How to join() array elements in a bash script

meleu - Dec 5 '20 - - Dev Community

Some languages (like JavaScript and PHP) have a function like join() or implode() to join the elements of an array separating them by a character or a string. Let's do the same in pure bash.

As a bonus, at the end this article you'll know:

  • the differences between $*, $@
  • how the IFS variable influences the behaviour of $*
  • a variable expansion/substring replacement technique
  • a printf "hack"
  • how to find help from your system (it can be faster than googling)
  • how to search inside a huge man page (like the bash's one)
  • how to quickly get help for the bash-builtin commands (rather then searching inside that huge man page)

Let's go!

Join elements with a single character

As they say, "Talk is cheap, show me the code.".

joinByChar() {
  local IFS="$1"
  shift
  echo "$*"
}
Enter fullscreen mode Exit fullscreen mode

Now let's see that code in action:

$ cat joinByChar.sh
#!/usr/bin/env bash

joinByChar() {
  local IFS="$1"
  shift
  echo "$*"
}

$ source joinByChar.sh

$ joinByChar , Moe Larry Curly
Moe,Larry,Curly

$ stooges=(Moe Larry Curly)

$ joinByChar , "${stooges[@]}"
Moe,Larry,Curly

$ joinByChar | "${stooges[@]}"
Moe: command not found

$ # Whoops! We need to protect the pipe with 'single quotes'

$ joinByChar '|' "${stooges[@]}"
Moe|Larry|Curly
Enter fullscreen mode Exit fullscreen mode

And then let's understand how that works.

What's IFS doing?

IFS stands for "Internal Field Separator". This is a special variable with a string of characters used to be treated as delimiters when splitting a line of input into different words.

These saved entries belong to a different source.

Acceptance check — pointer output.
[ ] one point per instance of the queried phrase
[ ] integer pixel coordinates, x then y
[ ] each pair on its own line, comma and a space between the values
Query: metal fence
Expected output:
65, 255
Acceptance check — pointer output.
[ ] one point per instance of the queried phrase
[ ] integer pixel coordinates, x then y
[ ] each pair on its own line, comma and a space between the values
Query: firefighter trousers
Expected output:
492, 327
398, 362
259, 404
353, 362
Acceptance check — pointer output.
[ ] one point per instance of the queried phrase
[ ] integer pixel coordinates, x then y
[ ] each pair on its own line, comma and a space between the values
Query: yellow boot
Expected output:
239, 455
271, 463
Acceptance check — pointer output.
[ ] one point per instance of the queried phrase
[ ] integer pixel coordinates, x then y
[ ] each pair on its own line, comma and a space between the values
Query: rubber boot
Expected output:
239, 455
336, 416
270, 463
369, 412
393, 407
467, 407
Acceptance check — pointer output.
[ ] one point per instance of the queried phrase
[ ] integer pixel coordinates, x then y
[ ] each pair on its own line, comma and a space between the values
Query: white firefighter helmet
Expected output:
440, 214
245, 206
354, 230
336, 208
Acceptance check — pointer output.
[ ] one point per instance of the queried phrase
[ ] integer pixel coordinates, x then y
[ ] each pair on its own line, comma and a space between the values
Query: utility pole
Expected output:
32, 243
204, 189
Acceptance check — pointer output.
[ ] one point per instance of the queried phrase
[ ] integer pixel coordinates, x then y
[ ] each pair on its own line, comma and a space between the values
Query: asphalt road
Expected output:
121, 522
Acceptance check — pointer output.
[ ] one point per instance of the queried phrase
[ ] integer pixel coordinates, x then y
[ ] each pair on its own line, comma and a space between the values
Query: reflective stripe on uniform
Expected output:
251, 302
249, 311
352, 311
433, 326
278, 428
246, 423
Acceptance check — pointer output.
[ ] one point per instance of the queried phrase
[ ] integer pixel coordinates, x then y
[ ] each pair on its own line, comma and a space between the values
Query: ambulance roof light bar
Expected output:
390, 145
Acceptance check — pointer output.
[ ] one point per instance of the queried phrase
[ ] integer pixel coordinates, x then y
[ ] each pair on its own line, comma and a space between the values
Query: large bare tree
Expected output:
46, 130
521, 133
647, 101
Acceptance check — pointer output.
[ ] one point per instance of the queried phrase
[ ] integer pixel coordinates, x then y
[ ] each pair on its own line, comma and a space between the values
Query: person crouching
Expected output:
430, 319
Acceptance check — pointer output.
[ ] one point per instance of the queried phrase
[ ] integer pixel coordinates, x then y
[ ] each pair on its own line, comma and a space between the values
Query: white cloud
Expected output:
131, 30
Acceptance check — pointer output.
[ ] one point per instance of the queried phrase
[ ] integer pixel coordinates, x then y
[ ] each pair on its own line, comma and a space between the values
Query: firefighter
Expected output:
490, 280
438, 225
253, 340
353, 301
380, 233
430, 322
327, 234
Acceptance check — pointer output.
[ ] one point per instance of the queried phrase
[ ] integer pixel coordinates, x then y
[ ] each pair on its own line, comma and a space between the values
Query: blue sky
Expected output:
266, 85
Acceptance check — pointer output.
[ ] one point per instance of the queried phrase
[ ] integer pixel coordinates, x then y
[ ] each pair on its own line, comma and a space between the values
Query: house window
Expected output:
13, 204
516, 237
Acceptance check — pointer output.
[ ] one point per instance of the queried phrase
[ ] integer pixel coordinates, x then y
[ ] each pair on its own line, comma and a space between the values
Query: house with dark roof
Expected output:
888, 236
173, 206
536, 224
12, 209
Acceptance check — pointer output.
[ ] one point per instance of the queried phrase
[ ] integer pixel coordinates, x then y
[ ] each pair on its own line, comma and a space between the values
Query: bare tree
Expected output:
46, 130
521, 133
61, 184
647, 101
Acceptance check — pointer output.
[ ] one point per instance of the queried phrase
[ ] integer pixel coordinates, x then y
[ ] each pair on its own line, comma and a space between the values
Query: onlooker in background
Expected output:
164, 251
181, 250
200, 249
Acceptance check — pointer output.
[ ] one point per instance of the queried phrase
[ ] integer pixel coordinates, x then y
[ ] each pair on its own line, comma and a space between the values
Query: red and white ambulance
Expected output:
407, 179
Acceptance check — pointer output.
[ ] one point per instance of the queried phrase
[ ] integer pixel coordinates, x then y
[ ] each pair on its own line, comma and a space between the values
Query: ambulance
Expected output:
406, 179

Its default value is a string with a space followed by tabulation followed by new line.

Here's an example to show its behavior:

$ echo "$PATH"
/bin:/usr/bin:/usr/local/bin

$ for item in $PATH ; do echo $item; done;
/bin:/usr/bin:/usr/local/bin

$ IFS=:

$ for item in $PATH ; do echo $item; done;
/bin
/usr/bin
/usr/local/bin
Enter fullscreen mode Exit fullscreen mode

As you may know, the PATH variable is a string with a collection of paths separated:by:a:colon.

In that example, the first for had only one iteration, because the whole content of PATH was considered as the only argument.

After setting the IFS as :, we're telling bash that we want it to split the content of PATH into distinct words by separating them where there's a : colon.

Therefore, with IFS=: the string in the PATH variable will be splitted exactly where there are : colons. As a result, that for clause will get the directory names present in the PATH individually.

(I'd like to write a specific article about IFS at some point, but if you want to go deeper right now, I recommend checking the Greg's Wiki).

In the joinByChar() function, we're setting the IFS with the char we want to use to join the elements in only one string. Keep reading and you'll see why it's needed.

What's shift doing?

The shift builtin command is used to handle the positional parameters. When you use the shift, the first parameter goes away, the second becomes $1, the third becomes $2 and so on.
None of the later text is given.